UPDATE: CPHC Monitoring Niala, Tropical Storm Watch Holds
***Updated at 5:25 p.m. to include 5 p.m. Central Pacific Hurricane Center information.***
By: Jamilia Epping
As of 5 p.m., Tropical Storm Niala was located about 375 miles southeast of Hilo.
Tropical Storm Niala was holding slightly increased wind speeds of 50 miles per hour as it moved in a northwest direction at seven miles per hour.
The storm is expected to continue on its current path overnight Friday before turning towards the west and slowing in its forward motion on Saturday and Sunday.
Wind speeds may pick up early Saturday, according to Central Pacific Hurricane Center forecasters, however, wind speeds should begin to weaken Saturday night and into Sunday.
Rainfall is expected to impact the island Friday night as a deep tropical moisture spreads over the southeast end of the state through the weekend. Rain is forecast to fall in totals of six to 12 inches, with locally higher amounts within the Tropical Storm Watch area.
A Tropical Storm Watch remains in effect for the entire Big Island.
***Original story posted at 12 p.m***
By: Jamilia Epping
A Tropical Storm Watch has been issed for the Big Island as Tropical Storm Niala nears the state.
As of 11 a.m., Tropical Storm Niala was about 415 miles southeast of Hilo, moving in a northwest direction at seven miles per hour.

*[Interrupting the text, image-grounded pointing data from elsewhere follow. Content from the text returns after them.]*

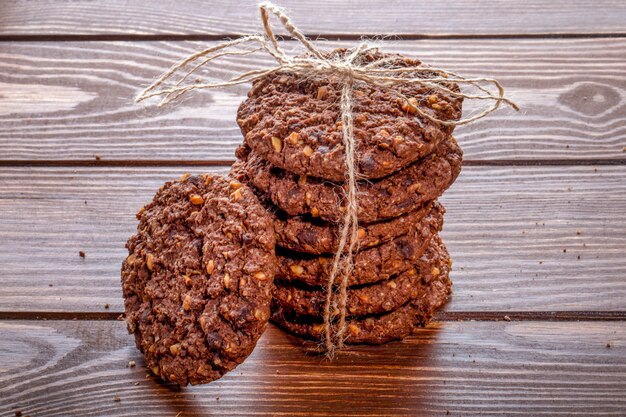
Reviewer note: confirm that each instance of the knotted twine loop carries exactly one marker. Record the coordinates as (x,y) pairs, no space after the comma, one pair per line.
(349,69)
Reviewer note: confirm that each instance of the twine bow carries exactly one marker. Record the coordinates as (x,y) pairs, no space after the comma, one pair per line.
(349,69)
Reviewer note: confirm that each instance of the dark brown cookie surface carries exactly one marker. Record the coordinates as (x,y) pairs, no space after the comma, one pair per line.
(372,299)
(378,329)
(389,197)
(197,281)
(294,123)
(370,265)
(305,234)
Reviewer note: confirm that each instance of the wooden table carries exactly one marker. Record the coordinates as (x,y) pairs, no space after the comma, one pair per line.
(536,223)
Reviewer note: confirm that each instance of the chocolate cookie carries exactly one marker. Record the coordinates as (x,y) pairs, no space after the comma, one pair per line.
(309,235)
(294,122)
(378,329)
(198,278)
(398,194)
(371,265)
(370,299)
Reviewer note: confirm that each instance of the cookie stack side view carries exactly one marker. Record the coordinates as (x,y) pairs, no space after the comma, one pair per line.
(293,157)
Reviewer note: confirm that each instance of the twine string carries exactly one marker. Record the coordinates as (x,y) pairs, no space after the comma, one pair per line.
(349,69)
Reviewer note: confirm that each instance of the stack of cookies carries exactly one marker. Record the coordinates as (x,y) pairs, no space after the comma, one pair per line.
(294,159)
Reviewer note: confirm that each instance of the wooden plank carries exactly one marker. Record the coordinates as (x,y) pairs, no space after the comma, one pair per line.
(515,234)
(461,368)
(72,101)
(119,17)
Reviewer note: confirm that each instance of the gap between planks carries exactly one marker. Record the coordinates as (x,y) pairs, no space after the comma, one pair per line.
(495,316)
(319,36)
(220,163)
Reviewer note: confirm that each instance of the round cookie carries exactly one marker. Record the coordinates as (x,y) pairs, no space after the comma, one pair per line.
(372,299)
(294,122)
(309,235)
(198,278)
(370,265)
(376,330)
(393,196)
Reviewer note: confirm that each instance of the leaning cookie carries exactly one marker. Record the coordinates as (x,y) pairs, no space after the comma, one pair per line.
(308,235)
(372,299)
(376,330)
(294,122)
(198,278)
(370,265)
(389,197)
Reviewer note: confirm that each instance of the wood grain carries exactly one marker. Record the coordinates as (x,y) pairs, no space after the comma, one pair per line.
(140,17)
(515,234)
(73,100)
(534,368)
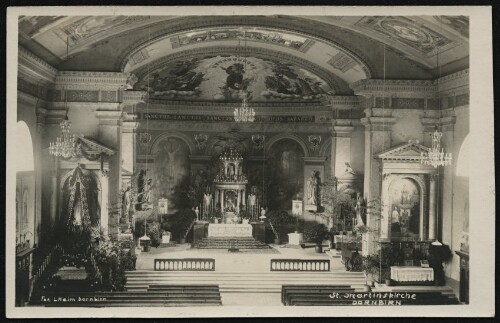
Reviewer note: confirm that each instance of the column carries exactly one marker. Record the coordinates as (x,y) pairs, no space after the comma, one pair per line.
(432,207)
(386,219)
(378,123)
(342,147)
(104,200)
(110,135)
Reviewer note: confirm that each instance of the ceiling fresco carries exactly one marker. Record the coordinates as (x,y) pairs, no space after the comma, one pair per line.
(295,42)
(31,25)
(92,26)
(347,46)
(404,30)
(458,23)
(230,78)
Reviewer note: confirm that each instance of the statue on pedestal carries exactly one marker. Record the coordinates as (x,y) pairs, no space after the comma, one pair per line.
(312,189)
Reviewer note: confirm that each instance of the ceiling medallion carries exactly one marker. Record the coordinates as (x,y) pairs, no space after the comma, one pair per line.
(436,155)
(244,113)
(315,140)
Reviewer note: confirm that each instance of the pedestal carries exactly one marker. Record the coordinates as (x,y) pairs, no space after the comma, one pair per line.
(259,231)
(295,239)
(311,208)
(200,230)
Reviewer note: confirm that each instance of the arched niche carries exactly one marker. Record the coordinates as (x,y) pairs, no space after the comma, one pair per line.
(463,159)
(81,192)
(24,148)
(97,197)
(187,140)
(171,168)
(405,201)
(284,173)
(297,139)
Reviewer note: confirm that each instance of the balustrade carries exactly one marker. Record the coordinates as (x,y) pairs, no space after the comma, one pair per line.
(185,264)
(300,265)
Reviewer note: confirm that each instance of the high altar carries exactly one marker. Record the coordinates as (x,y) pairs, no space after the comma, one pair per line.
(230,186)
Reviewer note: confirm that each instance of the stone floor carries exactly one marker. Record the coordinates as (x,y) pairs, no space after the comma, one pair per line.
(244,261)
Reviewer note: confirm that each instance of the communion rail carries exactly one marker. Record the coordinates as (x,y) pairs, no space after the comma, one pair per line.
(187,264)
(300,265)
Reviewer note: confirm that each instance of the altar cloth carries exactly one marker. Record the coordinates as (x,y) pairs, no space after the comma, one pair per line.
(411,274)
(229,230)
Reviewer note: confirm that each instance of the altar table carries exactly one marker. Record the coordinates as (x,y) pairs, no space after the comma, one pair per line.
(411,274)
(229,230)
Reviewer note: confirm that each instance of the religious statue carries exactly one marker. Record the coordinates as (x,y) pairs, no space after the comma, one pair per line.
(207,202)
(405,195)
(262,214)
(395,225)
(126,202)
(197,212)
(174,147)
(252,198)
(312,189)
(349,169)
(145,195)
(286,157)
(360,209)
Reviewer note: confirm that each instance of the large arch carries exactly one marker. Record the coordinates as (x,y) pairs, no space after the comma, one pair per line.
(391,179)
(166,135)
(462,166)
(24,155)
(278,137)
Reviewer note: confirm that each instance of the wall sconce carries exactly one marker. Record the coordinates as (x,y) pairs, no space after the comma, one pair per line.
(201,140)
(144,138)
(315,140)
(258,141)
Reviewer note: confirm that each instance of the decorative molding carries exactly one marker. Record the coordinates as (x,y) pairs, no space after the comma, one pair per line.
(408,152)
(337,84)
(82,80)
(223,107)
(133,97)
(35,66)
(305,28)
(410,88)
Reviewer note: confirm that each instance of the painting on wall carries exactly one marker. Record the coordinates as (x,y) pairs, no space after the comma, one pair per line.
(405,31)
(404,208)
(230,79)
(91,26)
(170,169)
(31,25)
(284,174)
(296,42)
(458,23)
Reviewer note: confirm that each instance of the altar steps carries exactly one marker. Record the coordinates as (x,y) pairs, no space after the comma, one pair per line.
(157,295)
(230,242)
(238,282)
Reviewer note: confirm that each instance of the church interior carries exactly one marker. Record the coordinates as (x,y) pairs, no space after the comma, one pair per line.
(162,150)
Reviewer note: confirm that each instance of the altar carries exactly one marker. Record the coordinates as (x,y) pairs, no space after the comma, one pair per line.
(229,230)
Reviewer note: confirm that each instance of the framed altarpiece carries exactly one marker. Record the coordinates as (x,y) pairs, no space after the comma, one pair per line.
(408,195)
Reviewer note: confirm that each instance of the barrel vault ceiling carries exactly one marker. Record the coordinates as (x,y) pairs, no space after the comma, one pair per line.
(334,50)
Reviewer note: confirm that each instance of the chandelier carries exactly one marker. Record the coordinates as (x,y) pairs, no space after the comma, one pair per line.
(244,113)
(436,155)
(64,146)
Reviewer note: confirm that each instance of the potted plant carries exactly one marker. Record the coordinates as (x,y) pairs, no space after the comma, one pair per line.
(316,233)
(277,221)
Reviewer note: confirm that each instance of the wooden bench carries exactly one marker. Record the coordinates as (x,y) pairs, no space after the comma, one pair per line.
(185,264)
(318,296)
(157,295)
(300,264)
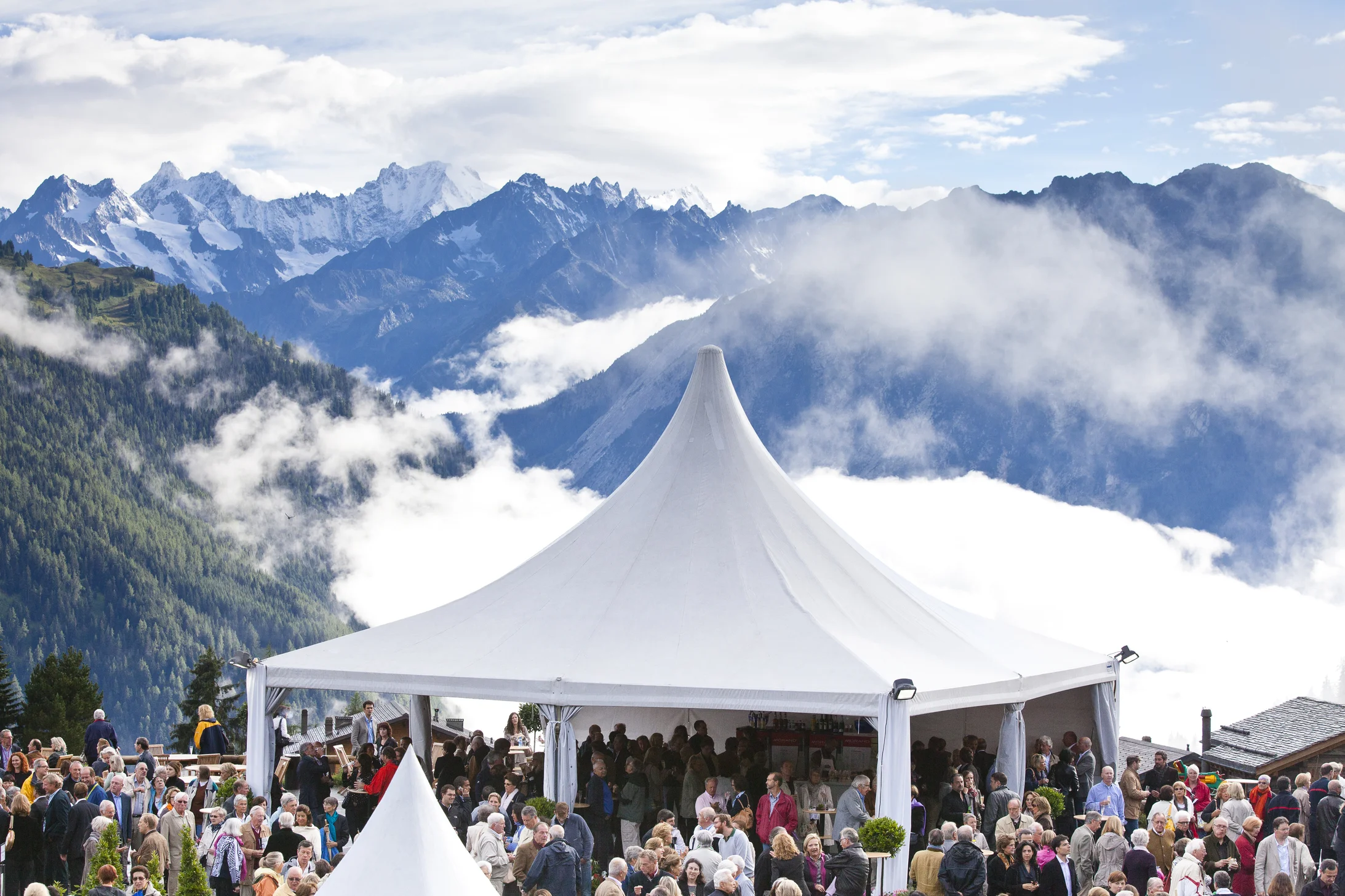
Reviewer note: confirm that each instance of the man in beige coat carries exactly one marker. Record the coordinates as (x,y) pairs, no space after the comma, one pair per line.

The storm is holding maximum sustained winds of 45 miles per hour.
CHPC forecasters say that Tropical Storm Niala should be impacted by vertical wind shear that is expected to cause the cyclone to turn towards the west and eventually the west-southwest as the low level ridge become the dominant steering source.
The storm is expected to intensify via wind speed during the day Saturday, but is forecasted to weaken by Saturday night and into Sunday.
Deep tropical mositure associated with the storm is likely to reach portions of the islands over the weekend, and a Flash Flood Watch for the Big Island is in effect until Monday.
Tropical storm conditions are within the realm of possibility for the Big Island on Sunday.
Swells are expected to produce elevated surf levels along east and southeast facing shores over the weekend and continuing into early next week.
A Tropical Storm Watch means that tropical storm conditions are possible within the watch area, generally within 48 hours.
The State of Hawai’i Department of Defense’s Hawai’i Emergency Management Agency met with the National Weather Service and other state agencies for a storm briefing Friday morning.
“We are standing by, continuing communication and coordination amongst all county emergency management and civil defense agencies, especially Hawai’i County, to ensure that they have what they need in order to prepare for and respond to any impacts Tropical Storm Niala might bring,” said Vern Miyagi, Administrator of Emergency Management.